Barry Lucas, of the asset management firm Gabelli & Co., speaking before the deadline, said he expected Hearst would extend the period, saying the ”initial bid was not fair value as we see it.” But he also suggested that as a major owner of Hearst-Argyle, its initial lowball offer means it might have meant they know something others don't. (Hearst could come back with another proposal, a Hearst-Argyle spokesman said.)
The privately held Hearst spun off the broadcasting assets in 1997 mainly to use the shares as currency for acquisitions, but the company doesn't see that strategy continuing, in part because of where the stock is trading. HTV shares slid 13% after the company announced in late July that its second-quarter earnings dropped 32%. A month later, Hearst popped the buyback bid on the market.
Hearst is mulling how best to optimize broadcasting assets, looking at big bucks from the 2008 election season and potentially lucrative retransmission rights deals with cable operators
Belo, meanwhile, announced on Oct. 1 it was spinning off its newspaper assets to shareholders in a move that will separate the publishing business from the television broadcasting assets and create two publicly traded companies: A.H. Belo would be the corporate entity with the papers, and Belo Corp. would hold the broadcast properties. Both are expected to generate about $750 million in revenue.
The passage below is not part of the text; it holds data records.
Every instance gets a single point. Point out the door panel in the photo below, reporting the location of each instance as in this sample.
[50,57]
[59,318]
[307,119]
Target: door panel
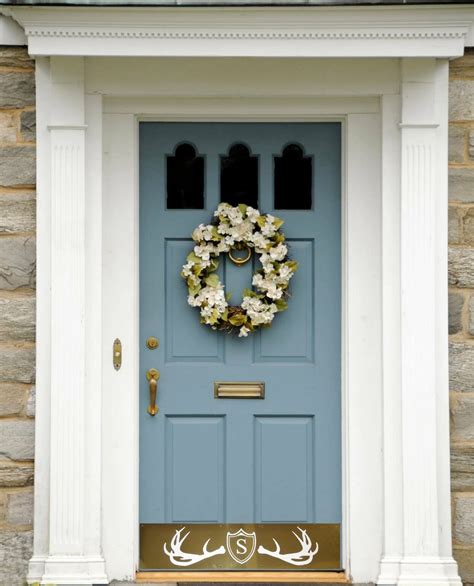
[208,460]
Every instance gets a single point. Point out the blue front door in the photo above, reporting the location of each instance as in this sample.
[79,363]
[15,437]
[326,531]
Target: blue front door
[218,461]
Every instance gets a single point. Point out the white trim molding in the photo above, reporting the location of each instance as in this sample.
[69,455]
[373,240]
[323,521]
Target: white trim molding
[256,32]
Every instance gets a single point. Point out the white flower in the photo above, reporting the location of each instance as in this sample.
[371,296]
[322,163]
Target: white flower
[234,226]
[252,214]
[235,216]
[202,252]
[187,268]
[242,231]
[260,242]
[278,252]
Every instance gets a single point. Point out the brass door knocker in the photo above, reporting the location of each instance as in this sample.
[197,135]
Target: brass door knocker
[240,260]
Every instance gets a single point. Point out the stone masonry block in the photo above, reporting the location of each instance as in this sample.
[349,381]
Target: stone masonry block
[17,439]
[17,90]
[454,225]
[465,559]
[15,57]
[462,417]
[461,185]
[461,267]
[17,166]
[471,315]
[461,99]
[31,403]
[456,303]
[12,399]
[462,467]
[28,125]
[461,367]
[464,519]
[17,212]
[17,364]
[8,126]
[457,143]
[17,262]
[468,227]
[15,474]
[15,551]
[17,318]
[20,508]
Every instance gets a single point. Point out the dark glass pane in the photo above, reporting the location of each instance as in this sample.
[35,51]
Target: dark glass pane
[239,176]
[185,179]
[293,179]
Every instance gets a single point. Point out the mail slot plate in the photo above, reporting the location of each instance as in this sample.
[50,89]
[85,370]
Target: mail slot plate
[239,390]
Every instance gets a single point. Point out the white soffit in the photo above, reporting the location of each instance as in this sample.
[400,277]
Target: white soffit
[403,31]
[10,32]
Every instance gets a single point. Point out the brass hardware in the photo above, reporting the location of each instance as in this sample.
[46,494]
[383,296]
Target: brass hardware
[324,538]
[240,260]
[239,390]
[152,376]
[152,343]
[117,354]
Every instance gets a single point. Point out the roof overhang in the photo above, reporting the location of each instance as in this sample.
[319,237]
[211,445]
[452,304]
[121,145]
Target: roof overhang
[408,31]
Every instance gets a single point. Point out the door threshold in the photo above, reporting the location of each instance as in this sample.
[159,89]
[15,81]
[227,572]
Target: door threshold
[237,577]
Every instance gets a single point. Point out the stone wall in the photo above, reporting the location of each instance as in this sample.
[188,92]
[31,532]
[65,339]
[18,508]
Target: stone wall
[461,308]
[17,311]
[17,294]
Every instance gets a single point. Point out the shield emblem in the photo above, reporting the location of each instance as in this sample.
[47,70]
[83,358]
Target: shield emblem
[241,545]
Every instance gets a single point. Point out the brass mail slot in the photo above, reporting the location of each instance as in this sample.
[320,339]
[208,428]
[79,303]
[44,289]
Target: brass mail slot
[237,390]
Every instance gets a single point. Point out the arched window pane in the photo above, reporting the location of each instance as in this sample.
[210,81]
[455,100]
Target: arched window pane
[293,179]
[239,176]
[185,179]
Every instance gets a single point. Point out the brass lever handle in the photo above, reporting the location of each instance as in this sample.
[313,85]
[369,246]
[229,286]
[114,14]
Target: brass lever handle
[152,376]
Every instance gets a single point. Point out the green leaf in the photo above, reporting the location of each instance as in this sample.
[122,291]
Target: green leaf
[292,264]
[212,280]
[281,304]
[214,265]
[238,319]
[194,289]
[192,257]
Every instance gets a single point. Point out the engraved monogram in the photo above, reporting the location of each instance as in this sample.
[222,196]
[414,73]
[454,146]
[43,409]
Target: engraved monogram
[241,546]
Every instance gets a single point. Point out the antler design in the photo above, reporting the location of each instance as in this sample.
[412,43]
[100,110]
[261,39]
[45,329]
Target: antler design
[299,558]
[181,558]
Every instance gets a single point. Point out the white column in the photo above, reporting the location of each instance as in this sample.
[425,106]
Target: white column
[73,555]
[43,325]
[423,360]
[392,448]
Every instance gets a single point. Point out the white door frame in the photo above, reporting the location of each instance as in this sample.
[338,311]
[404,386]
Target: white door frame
[397,527]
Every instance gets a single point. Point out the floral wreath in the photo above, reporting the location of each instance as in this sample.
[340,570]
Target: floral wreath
[239,228]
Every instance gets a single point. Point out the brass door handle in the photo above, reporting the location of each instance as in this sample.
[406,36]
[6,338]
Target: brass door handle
[152,376]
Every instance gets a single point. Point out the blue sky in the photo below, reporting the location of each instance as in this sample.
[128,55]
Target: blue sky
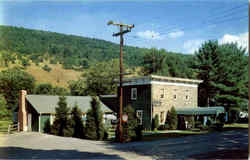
[175,25]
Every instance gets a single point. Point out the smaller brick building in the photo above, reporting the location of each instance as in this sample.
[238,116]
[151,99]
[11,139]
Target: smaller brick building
[35,110]
[153,95]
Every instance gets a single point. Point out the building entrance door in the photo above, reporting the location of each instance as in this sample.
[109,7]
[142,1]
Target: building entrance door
[29,122]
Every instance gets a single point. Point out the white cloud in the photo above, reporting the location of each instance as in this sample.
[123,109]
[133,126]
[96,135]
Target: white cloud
[176,34]
[191,46]
[149,35]
[240,39]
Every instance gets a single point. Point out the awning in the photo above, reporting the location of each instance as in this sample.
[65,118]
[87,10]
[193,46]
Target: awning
[200,110]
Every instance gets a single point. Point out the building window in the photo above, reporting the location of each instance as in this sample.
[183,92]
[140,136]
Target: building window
[134,93]
[162,93]
[162,117]
[139,116]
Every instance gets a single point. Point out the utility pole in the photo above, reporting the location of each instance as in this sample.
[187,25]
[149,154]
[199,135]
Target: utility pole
[121,33]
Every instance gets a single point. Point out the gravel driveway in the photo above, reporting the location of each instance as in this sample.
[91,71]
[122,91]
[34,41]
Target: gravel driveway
[231,144]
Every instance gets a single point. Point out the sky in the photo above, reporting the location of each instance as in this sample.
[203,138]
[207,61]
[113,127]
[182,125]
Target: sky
[174,25]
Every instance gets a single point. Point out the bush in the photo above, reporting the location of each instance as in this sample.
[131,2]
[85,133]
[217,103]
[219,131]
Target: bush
[155,123]
[94,123]
[46,68]
[78,129]
[172,119]
[62,125]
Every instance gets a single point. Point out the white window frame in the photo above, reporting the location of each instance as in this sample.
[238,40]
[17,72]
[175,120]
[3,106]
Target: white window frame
[133,90]
[139,115]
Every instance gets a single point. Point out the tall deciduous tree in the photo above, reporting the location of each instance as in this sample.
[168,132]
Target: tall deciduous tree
[77,122]
[94,124]
[62,125]
[223,69]
[172,118]
[12,81]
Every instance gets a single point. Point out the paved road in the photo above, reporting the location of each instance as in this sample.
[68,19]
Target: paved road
[231,144]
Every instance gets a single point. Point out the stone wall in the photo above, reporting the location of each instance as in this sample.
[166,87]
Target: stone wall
[165,96]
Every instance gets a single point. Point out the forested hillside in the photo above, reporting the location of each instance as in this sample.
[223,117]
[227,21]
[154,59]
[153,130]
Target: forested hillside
[75,52]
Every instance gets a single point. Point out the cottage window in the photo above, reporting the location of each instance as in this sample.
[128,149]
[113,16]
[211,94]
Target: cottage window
[162,93]
[134,93]
[139,116]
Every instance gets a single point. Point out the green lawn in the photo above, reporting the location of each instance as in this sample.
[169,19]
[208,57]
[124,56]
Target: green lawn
[164,134]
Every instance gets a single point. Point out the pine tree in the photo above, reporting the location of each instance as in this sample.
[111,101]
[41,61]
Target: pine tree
[77,122]
[223,69]
[62,125]
[94,124]
[131,129]
[172,118]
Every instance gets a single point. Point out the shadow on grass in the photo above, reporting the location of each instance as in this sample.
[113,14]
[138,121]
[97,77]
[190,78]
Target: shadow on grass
[27,153]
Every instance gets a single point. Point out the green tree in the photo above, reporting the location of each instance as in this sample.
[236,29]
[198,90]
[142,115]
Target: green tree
[100,78]
[77,122]
[12,81]
[46,68]
[172,118]
[94,124]
[155,123]
[4,113]
[60,91]
[223,69]
[62,125]
[44,88]
[47,127]
[77,87]
[7,57]
[131,129]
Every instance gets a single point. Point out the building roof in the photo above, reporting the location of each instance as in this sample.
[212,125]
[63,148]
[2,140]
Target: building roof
[200,110]
[48,103]
[159,79]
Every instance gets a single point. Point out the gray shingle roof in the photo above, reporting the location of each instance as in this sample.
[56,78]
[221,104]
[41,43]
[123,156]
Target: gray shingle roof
[200,110]
[47,103]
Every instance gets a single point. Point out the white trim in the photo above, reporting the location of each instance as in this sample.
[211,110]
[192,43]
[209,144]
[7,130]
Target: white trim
[139,111]
[174,84]
[145,82]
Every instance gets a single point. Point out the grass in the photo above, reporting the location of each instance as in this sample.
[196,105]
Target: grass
[58,76]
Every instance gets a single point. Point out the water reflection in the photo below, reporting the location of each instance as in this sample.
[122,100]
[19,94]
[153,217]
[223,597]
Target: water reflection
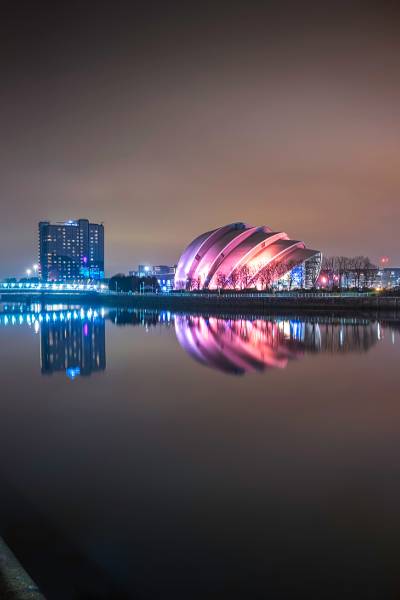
[244,345]
[77,347]
[73,339]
Both sides of Belo's business are better served by separate capital structures and equity investor bases, notes Leland Westerfield, an analyst with BMO Capital Markets.
“The newspaper business requires heavier investment in Internet skills and technology, and that company will benefit from an unencumbered balance sheet,” Westerfield says, “The television side meets new opportunities, such as retransmission consent, that enable more debt to be carried on the balance sheet.”
Similar moves to come?
The moves by Belo and Hearst have drawn attention to similar companies such as Gannett, Scripps and Media General. Stocks for these companies rose moderately in the wake of the Belo announcement, but maybe not just because of Belo's actions. Moreover, analysts are quick to point out that the case for each company is different.
For example, the incentive behind separating Gannett's publishing and broadcasting assets may not be as meaningful as it is to Belo.
“Gannett has an excellent broadcasting group, very comparable to Hearst-Argyle in size and reach,” says Barrington Research analyst Jim Goss, “But it represents a much smaller contribution to the company's cash flow.”
Gannett's broadcasting business contributed 17% to the overall operating cash flow in the second quarter.
In contrast, Scripps' business is a mix of old and new media, making it a prime target for speculation.
“About 78% of Scripps' cash flow is derived from its cable and interactive businesses,” Wachovia analyst John Janedis says. He adds, however, that it trades more like newspaper companies do, which is to say, not as well as companies with “faster growing, targeted media assets.”